The boy was delighted. His face glowed. His heart burned.
“Dear madam,” he cried, “do not depreciate your calling. Why, I have heard even great musicians say that the most one could do in a lifetime was to add a single note to the great symphony which Nature sings in adoration of the Creator.”
“Then I was unduly ambitious when I talked of a shrine,” said she. “And I am, I repeat, only an actress. Such as I can only utter a feeble pipe—the trill of a robin. ’Tis you musicians whose works sound in the ears of all ages. Time calls aloud to time through you, until the world is girt about with a circle of glorious melody, and men live rejoicing within its clasp. Ah, sir, what am I, to talk of shrine-building? What am I in the presence of a great musician? Shrines? Oh, I can only think of Handel as a builder of cathedrals. Every oratorio that he composed seems to me comparable only to a great cathedral—glorious within and without, massive in its structure, and here and there a spire tapering up to the heaven itself, and yet with countless columns made beautiful with the finest carving. Ah, Mr. Linley, if the music of Messiah were to be frozen before our eyes, would it not stand before us in the form of St. Paul’s?”

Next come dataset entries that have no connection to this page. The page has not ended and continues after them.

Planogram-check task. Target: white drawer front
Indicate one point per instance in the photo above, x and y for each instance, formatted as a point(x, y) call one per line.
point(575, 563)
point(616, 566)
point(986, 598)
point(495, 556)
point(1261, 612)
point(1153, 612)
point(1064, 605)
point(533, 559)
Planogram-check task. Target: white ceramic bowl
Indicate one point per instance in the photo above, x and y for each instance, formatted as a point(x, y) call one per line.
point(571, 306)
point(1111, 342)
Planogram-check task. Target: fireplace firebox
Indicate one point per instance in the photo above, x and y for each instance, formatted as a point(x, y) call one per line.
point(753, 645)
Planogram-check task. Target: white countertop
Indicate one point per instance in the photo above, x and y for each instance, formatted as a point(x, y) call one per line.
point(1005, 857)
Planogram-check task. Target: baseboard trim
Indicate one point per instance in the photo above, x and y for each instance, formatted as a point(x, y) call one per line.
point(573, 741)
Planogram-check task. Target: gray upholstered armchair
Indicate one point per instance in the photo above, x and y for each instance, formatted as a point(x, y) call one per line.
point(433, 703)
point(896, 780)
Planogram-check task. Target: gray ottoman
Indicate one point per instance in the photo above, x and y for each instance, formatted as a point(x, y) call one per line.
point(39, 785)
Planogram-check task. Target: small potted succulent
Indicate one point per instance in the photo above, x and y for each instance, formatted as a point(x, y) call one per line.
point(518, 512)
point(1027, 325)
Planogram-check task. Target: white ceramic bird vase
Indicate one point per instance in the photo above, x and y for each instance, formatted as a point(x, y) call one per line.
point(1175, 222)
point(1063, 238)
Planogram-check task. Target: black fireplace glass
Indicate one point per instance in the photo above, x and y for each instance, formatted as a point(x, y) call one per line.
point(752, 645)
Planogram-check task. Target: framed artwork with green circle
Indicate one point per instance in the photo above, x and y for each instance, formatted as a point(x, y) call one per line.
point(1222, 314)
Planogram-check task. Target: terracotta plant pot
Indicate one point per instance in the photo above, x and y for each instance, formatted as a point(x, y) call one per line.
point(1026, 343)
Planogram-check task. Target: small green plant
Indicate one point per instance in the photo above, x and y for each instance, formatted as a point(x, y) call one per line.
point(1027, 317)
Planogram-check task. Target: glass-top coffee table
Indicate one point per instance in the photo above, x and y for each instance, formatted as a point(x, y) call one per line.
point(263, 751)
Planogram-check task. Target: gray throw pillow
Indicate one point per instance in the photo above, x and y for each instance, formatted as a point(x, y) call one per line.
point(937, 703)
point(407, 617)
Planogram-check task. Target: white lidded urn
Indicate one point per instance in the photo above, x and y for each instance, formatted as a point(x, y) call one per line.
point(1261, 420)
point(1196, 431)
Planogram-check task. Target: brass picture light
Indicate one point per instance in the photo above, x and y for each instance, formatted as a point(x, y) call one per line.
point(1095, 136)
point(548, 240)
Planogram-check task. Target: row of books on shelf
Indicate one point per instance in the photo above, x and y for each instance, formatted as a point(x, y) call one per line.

“I am overwhelmed by the grandeur of the thought,” said he; and indeed he spoke the truth. His eyes had grown larger and more lustrous than ever while she had been speaking, and he could scarcely articulate for emotion. So highly strung was his temperament that the force of a striking poetic image affected him as it did few men. He had, as it were, reduced all the possibilities of life to a musical scale, and his thoughts swept over him as a bow sweeps over the strings of an instrument until all are set quivering.
“A cathedral!” he murmured—“a cathedral!”
She could see that those eyes of his were looking at such a fabric as she had suggested. He was gazing in admiration from pillar to dome, and from the dome to the blue heaven above all. She had never before come in contact with so emotional a nature—with so sensitive a soul. She knew that what Dick Sheridan said was true: Tom Linley had hidden his heart in his violin, and every breeze that touched the strings caused his heart to vibrate in unison with the music they made. She had only spoken to him on the subject of music, and already his face was glowing—his heart was quivering.
Some minutes had gone by before he was able to ask her:
“When did you conceive that wonderful thought—the oratorio—the cathedral? Ah, Handel spent his life building cathedrals!”
“It was when I had heard your sister sing in the greatest of all the master’s works,” she replied. “Could any one hear Miss Linley sing ‘I know that my Redeemer liveth,’ and remain unmoved? Ah, what a gift is hers! I am certain that she is as sensible as you are of the precious heritage that is hers.”
“Alas!” he cried, “she has flung it away from her. She has no thought of her responsibility. Nay, she is ready to sacrifice herself so that she may never be asked to sing again.”